대형 모델 추론은 PyTorch [meta](https://pytorch.org/docs/main/meta.html) 장치에서 *모델 스켈레톤*을 생성합니다. meta 장치는 실제 데이터를 저장하지 않고 메타데이터만 저장합니다.

무작위로 초기화된 가중치는 사전 훈련된 가중치가 로드될 때만 생성되어 메모리에 동시에 모델의 두 복사본을 유지하는 것을 방지합니다. 최대 메모리 사용량은 모델 크기만큼입니다.

> [!TIP]
> 장치 할당에 대한 자세한 내용은 [장치 맵 설계하기](https://hf.co/docs/accelerate/v0.33.0/en/concept_guides/big_model_inference#designing-a-device-map)를 참조하세요.

대형 모델 추론의 두 번째 기능은 불러온 가중치가 모델 스켈레톤에 할당되는 방식과 관련이 있습니다. 모델 가중치는 사용 가능한 모든 디바이스에 분산되며, 가장 빠른 디바이스(보통 GPU)부터 시작해 나머지 가중치는 느린 디바이스(CPU 및 하드 디스크)로 순차적으로 할당됩니다.

두 기능을 결합하면 대형 사전 훈련된 모델의 메모리 사용량과 로딩 시간이 줄어듭니다.

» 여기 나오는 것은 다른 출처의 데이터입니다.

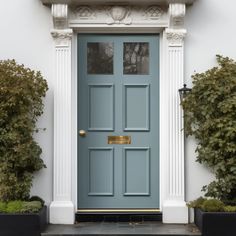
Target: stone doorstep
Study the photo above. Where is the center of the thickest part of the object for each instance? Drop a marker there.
(122, 228)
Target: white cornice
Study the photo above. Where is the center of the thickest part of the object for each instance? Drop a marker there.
(90, 2)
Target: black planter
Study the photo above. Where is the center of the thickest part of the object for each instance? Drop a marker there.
(215, 223)
(25, 224)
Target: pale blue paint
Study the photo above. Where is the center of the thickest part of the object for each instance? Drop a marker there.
(118, 176)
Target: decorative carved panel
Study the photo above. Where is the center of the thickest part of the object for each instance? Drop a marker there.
(118, 15)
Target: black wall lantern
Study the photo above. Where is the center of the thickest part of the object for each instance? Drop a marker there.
(183, 92)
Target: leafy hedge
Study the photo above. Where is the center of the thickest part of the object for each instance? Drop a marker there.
(210, 116)
(20, 207)
(211, 205)
(21, 94)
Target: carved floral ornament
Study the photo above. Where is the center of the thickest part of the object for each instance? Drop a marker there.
(175, 37)
(116, 14)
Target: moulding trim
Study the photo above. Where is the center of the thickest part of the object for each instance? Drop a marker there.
(117, 15)
(175, 37)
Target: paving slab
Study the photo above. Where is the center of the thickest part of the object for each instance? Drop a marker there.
(122, 228)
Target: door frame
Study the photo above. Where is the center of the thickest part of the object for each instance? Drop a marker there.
(75, 111)
(172, 167)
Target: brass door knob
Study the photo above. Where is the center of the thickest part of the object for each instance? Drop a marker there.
(82, 133)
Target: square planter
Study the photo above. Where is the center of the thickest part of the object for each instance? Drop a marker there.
(215, 223)
(27, 224)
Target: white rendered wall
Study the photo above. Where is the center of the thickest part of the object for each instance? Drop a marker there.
(211, 30)
(25, 36)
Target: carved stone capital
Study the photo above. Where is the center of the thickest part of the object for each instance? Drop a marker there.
(60, 15)
(177, 14)
(62, 37)
(175, 37)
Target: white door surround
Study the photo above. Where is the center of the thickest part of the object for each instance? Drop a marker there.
(164, 18)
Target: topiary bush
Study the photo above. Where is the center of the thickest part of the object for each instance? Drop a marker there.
(21, 94)
(210, 116)
(20, 207)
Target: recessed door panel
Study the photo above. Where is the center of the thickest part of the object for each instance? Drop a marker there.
(118, 121)
(136, 107)
(101, 171)
(136, 175)
(101, 107)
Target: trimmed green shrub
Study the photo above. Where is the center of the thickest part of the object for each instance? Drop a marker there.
(212, 205)
(37, 198)
(197, 203)
(210, 116)
(3, 207)
(230, 208)
(33, 206)
(14, 207)
(20, 207)
(21, 94)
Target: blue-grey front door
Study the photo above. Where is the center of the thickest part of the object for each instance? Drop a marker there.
(118, 117)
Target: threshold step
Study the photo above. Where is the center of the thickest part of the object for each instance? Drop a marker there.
(122, 228)
(118, 215)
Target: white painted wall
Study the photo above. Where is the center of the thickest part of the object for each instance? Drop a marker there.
(25, 36)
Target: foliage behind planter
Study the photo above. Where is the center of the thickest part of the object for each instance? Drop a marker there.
(210, 116)
(21, 93)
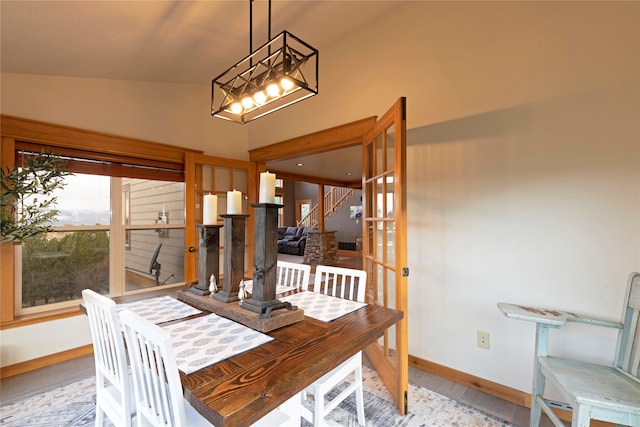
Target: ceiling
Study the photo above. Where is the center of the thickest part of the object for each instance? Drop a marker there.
(188, 42)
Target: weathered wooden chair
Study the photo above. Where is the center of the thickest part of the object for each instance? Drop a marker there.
(591, 391)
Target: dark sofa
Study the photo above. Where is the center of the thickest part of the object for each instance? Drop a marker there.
(293, 240)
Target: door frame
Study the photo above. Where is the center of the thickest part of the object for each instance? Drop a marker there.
(343, 136)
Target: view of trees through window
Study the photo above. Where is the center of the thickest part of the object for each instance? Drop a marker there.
(56, 267)
(95, 233)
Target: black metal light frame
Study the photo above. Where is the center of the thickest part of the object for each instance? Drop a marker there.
(283, 57)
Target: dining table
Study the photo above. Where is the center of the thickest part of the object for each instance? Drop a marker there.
(242, 388)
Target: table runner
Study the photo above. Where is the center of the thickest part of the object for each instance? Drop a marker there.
(323, 307)
(209, 339)
(160, 309)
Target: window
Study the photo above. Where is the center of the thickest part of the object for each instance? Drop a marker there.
(114, 234)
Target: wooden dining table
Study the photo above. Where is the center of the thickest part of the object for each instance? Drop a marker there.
(240, 390)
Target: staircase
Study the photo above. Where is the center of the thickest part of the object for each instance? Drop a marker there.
(333, 199)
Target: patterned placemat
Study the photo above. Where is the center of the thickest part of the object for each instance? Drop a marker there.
(323, 307)
(209, 339)
(160, 309)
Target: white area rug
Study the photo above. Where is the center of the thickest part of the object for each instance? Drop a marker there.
(74, 406)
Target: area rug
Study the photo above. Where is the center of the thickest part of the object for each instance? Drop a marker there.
(74, 406)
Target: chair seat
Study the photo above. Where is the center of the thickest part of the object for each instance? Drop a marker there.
(337, 375)
(593, 385)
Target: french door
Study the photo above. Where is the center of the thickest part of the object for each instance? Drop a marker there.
(215, 175)
(385, 243)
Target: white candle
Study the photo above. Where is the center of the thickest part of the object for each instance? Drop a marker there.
(210, 209)
(267, 187)
(234, 202)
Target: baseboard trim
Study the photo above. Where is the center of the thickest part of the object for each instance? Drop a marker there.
(41, 362)
(498, 390)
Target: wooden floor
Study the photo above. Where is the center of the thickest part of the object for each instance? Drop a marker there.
(19, 387)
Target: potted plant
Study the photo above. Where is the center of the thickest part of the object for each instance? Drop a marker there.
(28, 205)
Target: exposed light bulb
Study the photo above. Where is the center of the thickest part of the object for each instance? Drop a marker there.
(273, 90)
(286, 84)
(236, 108)
(260, 97)
(247, 102)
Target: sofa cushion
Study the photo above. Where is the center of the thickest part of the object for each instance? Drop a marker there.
(292, 233)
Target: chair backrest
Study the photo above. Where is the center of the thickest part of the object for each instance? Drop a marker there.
(156, 381)
(293, 275)
(628, 354)
(340, 282)
(109, 355)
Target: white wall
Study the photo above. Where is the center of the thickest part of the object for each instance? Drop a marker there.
(176, 114)
(523, 162)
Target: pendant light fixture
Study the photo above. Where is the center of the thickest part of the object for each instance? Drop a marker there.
(279, 73)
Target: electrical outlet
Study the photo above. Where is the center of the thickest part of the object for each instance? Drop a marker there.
(483, 339)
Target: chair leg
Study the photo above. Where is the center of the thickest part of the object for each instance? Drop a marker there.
(580, 416)
(99, 417)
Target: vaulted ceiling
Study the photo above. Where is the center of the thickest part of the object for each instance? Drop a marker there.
(188, 42)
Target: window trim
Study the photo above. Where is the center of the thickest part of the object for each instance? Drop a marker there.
(16, 131)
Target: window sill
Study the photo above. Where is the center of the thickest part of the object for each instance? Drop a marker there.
(31, 319)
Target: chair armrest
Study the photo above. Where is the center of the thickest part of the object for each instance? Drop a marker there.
(554, 318)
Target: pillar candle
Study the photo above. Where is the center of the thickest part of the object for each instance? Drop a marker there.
(234, 202)
(210, 209)
(267, 187)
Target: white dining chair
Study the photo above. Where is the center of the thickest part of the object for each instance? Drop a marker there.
(293, 275)
(349, 284)
(157, 387)
(114, 395)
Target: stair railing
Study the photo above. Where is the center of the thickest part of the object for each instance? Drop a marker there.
(333, 199)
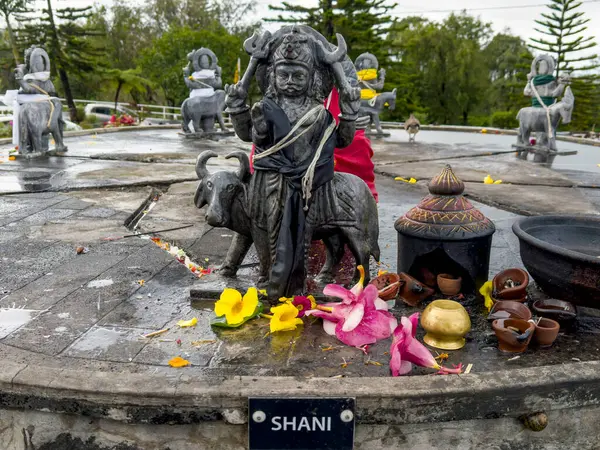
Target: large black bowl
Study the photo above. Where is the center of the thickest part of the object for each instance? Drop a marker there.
(562, 254)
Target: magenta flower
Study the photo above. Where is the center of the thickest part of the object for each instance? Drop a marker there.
(359, 319)
(406, 350)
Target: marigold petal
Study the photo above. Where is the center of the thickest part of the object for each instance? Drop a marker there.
(234, 318)
(178, 361)
(229, 298)
(249, 302)
(188, 323)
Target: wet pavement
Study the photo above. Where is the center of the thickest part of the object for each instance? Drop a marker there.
(90, 310)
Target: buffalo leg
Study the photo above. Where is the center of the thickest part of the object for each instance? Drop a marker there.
(360, 250)
(264, 258)
(221, 122)
(235, 255)
(377, 123)
(334, 247)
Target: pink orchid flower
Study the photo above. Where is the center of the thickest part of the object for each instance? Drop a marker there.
(359, 319)
(406, 350)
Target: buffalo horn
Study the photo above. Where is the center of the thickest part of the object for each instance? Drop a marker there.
(244, 169)
(203, 157)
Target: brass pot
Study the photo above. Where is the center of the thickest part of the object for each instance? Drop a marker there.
(446, 323)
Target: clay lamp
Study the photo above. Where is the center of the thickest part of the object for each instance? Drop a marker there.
(563, 312)
(546, 331)
(412, 291)
(449, 284)
(509, 309)
(511, 284)
(388, 285)
(513, 335)
(446, 323)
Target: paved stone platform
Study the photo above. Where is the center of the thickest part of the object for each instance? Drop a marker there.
(67, 309)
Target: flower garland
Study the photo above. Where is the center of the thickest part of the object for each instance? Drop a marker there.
(181, 256)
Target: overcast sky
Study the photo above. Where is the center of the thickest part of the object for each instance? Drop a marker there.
(516, 17)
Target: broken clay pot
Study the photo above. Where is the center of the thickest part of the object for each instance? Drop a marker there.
(563, 312)
(388, 285)
(413, 291)
(509, 309)
(511, 284)
(428, 277)
(449, 284)
(546, 331)
(513, 335)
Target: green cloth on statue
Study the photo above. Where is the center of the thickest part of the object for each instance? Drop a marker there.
(547, 101)
(540, 80)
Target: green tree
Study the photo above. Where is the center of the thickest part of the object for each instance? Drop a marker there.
(10, 8)
(508, 60)
(126, 81)
(562, 31)
(444, 66)
(164, 58)
(363, 23)
(563, 37)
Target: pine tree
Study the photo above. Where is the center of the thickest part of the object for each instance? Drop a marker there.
(66, 41)
(564, 26)
(363, 23)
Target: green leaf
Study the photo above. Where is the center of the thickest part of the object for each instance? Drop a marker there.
(221, 321)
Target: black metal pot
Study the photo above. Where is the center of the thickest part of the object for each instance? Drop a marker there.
(562, 254)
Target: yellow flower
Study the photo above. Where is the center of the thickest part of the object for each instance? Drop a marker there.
(178, 361)
(486, 291)
(410, 180)
(490, 180)
(188, 323)
(234, 307)
(285, 318)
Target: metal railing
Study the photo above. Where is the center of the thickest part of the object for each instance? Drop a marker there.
(152, 111)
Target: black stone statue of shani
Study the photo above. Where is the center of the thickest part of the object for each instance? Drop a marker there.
(294, 195)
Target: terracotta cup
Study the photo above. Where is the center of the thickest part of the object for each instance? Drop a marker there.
(546, 331)
(449, 284)
(517, 293)
(388, 285)
(512, 341)
(412, 291)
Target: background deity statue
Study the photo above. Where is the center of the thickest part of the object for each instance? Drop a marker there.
(294, 136)
(37, 111)
(202, 76)
(545, 113)
(371, 81)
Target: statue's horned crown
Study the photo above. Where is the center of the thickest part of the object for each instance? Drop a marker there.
(295, 49)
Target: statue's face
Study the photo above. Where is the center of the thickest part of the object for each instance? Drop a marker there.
(204, 62)
(291, 79)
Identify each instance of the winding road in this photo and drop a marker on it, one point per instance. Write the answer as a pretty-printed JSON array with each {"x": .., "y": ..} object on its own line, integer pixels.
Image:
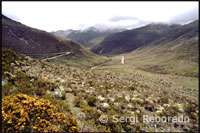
[{"x": 66, "y": 53}]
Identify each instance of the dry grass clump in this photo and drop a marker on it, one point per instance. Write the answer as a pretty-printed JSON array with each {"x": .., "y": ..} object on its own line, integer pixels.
[{"x": 29, "y": 114}]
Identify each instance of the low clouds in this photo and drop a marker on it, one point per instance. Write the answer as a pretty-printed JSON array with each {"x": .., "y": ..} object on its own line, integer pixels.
[
  {"x": 121, "y": 18},
  {"x": 52, "y": 16},
  {"x": 186, "y": 17}
]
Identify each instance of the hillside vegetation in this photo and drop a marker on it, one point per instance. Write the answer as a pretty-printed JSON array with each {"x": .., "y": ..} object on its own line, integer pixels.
[
  {"x": 89, "y": 93},
  {"x": 129, "y": 40},
  {"x": 40, "y": 44}
]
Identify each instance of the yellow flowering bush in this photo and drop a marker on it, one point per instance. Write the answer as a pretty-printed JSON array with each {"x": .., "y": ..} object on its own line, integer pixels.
[{"x": 24, "y": 113}]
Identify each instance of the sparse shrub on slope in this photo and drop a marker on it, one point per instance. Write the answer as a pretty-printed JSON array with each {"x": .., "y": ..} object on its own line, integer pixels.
[{"x": 24, "y": 113}]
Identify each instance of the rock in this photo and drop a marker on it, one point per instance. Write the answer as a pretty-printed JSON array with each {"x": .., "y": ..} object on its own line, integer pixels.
[
  {"x": 100, "y": 98},
  {"x": 127, "y": 98}
]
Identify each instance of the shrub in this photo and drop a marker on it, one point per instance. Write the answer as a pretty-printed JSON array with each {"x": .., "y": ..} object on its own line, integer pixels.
[{"x": 29, "y": 114}]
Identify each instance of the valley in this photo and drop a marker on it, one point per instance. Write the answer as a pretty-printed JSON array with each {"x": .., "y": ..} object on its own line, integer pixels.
[{"x": 84, "y": 90}]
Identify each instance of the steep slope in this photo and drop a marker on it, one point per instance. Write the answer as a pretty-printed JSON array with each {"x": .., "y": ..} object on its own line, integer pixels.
[
  {"x": 127, "y": 41},
  {"x": 83, "y": 37},
  {"x": 175, "y": 53},
  {"x": 40, "y": 44}
]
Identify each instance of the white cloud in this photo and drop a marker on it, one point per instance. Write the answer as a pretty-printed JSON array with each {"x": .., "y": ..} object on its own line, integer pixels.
[{"x": 51, "y": 16}]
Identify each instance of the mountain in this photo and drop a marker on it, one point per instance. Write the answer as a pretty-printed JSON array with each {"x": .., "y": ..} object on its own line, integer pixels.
[
  {"x": 129, "y": 40},
  {"x": 83, "y": 37},
  {"x": 62, "y": 33},
  {"x": 41, "y": 44},
  {"x": 175, "y": 53}
]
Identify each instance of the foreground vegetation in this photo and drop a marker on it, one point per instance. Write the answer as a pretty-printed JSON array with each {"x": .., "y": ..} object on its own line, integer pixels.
[{"x": 86, "y": 94}]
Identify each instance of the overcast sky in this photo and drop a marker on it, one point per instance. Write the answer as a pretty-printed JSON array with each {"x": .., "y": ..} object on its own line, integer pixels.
[{"x": 52, "y": 16}]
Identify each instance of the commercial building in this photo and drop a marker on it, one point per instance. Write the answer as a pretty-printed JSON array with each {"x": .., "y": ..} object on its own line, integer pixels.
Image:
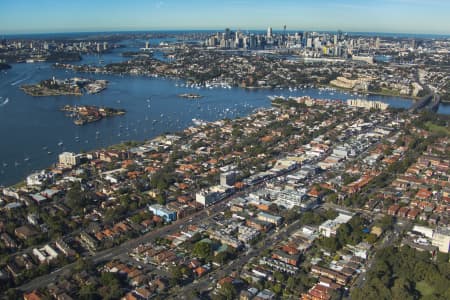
[
  {"x": 45, "y": 254},
  {"x": 163, "y": 212},
  {"x": 276, "y": 220},
  {"x": 329, "y": 227},
  {"x": 69, "y": 159},
  {"x": 441, "y": 239},
  {"x": 227, "y": 178},
  {"x": 210, "y": 196}
]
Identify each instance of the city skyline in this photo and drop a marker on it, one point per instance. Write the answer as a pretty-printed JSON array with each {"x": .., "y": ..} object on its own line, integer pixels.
[{"x": 389, "y": 16}]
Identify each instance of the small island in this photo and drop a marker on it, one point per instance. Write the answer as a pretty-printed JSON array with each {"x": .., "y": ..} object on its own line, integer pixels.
[
  {"x": 88, "y": 114},
  {"x": 73, "y": 86},
  {"x": 190, "y": 96}
]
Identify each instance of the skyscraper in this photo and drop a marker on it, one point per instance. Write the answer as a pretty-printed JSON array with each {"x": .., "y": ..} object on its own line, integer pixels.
[
  {"x": 269, "y": 32},
  {"x": 377, "y": 43}
]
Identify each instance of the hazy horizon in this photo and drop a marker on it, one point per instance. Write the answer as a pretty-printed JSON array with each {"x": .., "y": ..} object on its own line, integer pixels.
[{"x": 385, "y": 16}]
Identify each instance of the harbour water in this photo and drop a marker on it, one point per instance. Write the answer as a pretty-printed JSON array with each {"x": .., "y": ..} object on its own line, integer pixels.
[{"x": 33, "y": 130}]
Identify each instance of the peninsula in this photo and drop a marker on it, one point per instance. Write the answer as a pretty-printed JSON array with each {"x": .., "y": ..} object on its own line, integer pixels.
[
  {"x": 56, "y": 87},
  {"x": 89, "y": 114}
]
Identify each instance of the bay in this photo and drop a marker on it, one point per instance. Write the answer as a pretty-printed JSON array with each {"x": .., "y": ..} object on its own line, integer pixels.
[{"x": 32, "y": 127}]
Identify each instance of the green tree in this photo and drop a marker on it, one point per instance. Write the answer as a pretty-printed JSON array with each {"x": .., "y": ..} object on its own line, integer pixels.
[{"x": 202, "y": 250}]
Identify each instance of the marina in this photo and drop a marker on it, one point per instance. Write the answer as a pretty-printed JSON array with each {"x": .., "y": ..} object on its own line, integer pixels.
[{"x": 153, "y": 107}]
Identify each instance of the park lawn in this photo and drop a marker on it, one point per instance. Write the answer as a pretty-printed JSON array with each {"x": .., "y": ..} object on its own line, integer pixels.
[{"x": 424, "y": 288}]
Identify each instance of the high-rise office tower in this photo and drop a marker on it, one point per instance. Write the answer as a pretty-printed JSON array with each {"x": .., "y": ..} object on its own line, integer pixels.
[{"x": 269, "y": 32}]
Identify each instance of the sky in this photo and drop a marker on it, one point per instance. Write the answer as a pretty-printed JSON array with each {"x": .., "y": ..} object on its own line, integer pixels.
[{"x": 393, "y": 16}]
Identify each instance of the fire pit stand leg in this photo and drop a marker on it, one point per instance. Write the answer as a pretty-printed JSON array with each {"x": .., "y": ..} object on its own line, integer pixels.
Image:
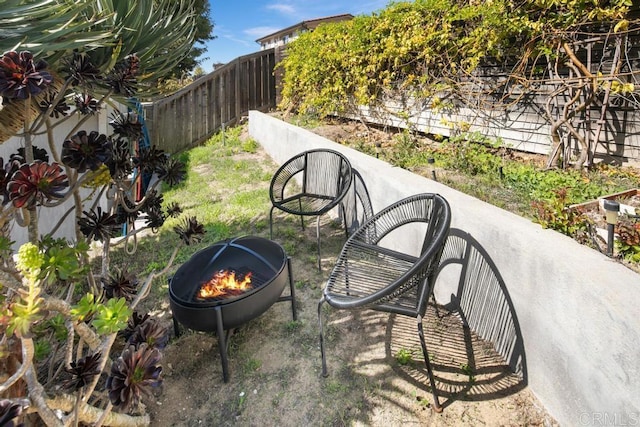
[
  {"x": 176, "y": 327},
  {"x": 222, "y": 344},
  {"x": 292, "y": 294}
]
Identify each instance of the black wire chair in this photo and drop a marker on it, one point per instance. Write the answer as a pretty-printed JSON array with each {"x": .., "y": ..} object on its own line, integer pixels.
[
  {"x": 369, "y": 275},
  {"x": 310, "y": 184},
  {"x": 357, "y": 204}
]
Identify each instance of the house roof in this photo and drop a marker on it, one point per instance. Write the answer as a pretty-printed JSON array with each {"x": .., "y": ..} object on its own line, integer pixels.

대형 모델 추론을 활성화하려면 [device_map](https://github.com/huggingface/transformers/blob/026a173a64372e9602a16523b8fae9de4b0ff428/src/transformers/modeling_utils.py#L3061)을 `"auto"`로 설정합니다.

```py
from transformers import AutoModelForCausalLM

model = AutoModelForCausalLM.from_pretrained("google/gemma-7b", device_map="auto")
```

`device_map`을 사용하여 레이어를 원하는 디바이스에 수동으로 할당할 수도 있습니다. 레이어 전체가 동일한 디바이스에 할당되어 있다면, 해당 레이어의 모든 서브모듈이 어디에 배치되는지 일일이 지정할 필요는 없습니다.

모델이 각 디바이스에 어떻게 분산되어 있는지 확인하려면 `hf_device_map` 속성을 조회합니다.

```py
device_map = {"model.layers.1": 0, "model.layers.14": 1, "model.layers.31": "cpu", "lm_head": "disk"}
model.hf_device_map
```

### 모델 데이터 타입[[model-data-type]]

PyTorch 모델 가중치는 기본적으로 `torch.float32`로 초기화됩니다. `torch.float16`과 같이 다른 데이터 타입으로 모델을 로드하면 모델이 원하는 데이터 타입으로 다시 로드되기 때문에 추가 메모리가 필요합니다.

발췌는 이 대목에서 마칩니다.